Edyta Górniak postanowiła widocznie wziąć sobie do serca zarzut byłego męża, który w publicznym oświadczeniu zarzuca jej, że powierza syna pod opiekę "niekompetentnych osób". Przypomnijmy, co powiedział w Fakcie:
Mam nadzieję, że Edyta z należytą troską zajmie się teraz Allanem w chorobie – zrezygnuje z oddawania go pod opiekę nieznanych i niekompetentnych osób, przestanie pokazywać naszego syna publicznie w późnych godzinach wieczornych, ograniczy kontakty z fotoreporterami i tak ułoży obowiązki zawodowe, by móc choćby poczytać dziecku do snu.

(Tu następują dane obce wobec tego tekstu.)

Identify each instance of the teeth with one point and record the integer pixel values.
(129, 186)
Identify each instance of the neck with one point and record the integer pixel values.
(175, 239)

Najwyraźniej Edyta w błędzie wychowawczym męża, który dopuścił do tego, by przebywającemu pod jego opieka synkowi zdarzył się wypadek, widzi szansę wypromowania się na wzorową matkę. A kto wie, może nawet uzyskania wyłącznej opieki nad Allanem?
Jak donosi Fakt, zatrudniła właśnie profesjonalną nianię, która zajmie się chłopcem kiedy piosenkarka będzie w pracy. Niania ma ponoć doskonałe referencje. Przez wiele lat pracowała w Londynie i jest dwujęzyczna.
Edycie zależało na tym, by niania miała nie tylko dobry kontakt z jej synem, ale i mogła go uczyć poprzez zabawę - mówi w rozmowie z tabloidem znajomy piosenkarki.
Jak myślicie, uda się jej jeszcze kiedyś dogadać z Darkiem, czy już zawsze będą walczyć o wizerunek na łamach gazet?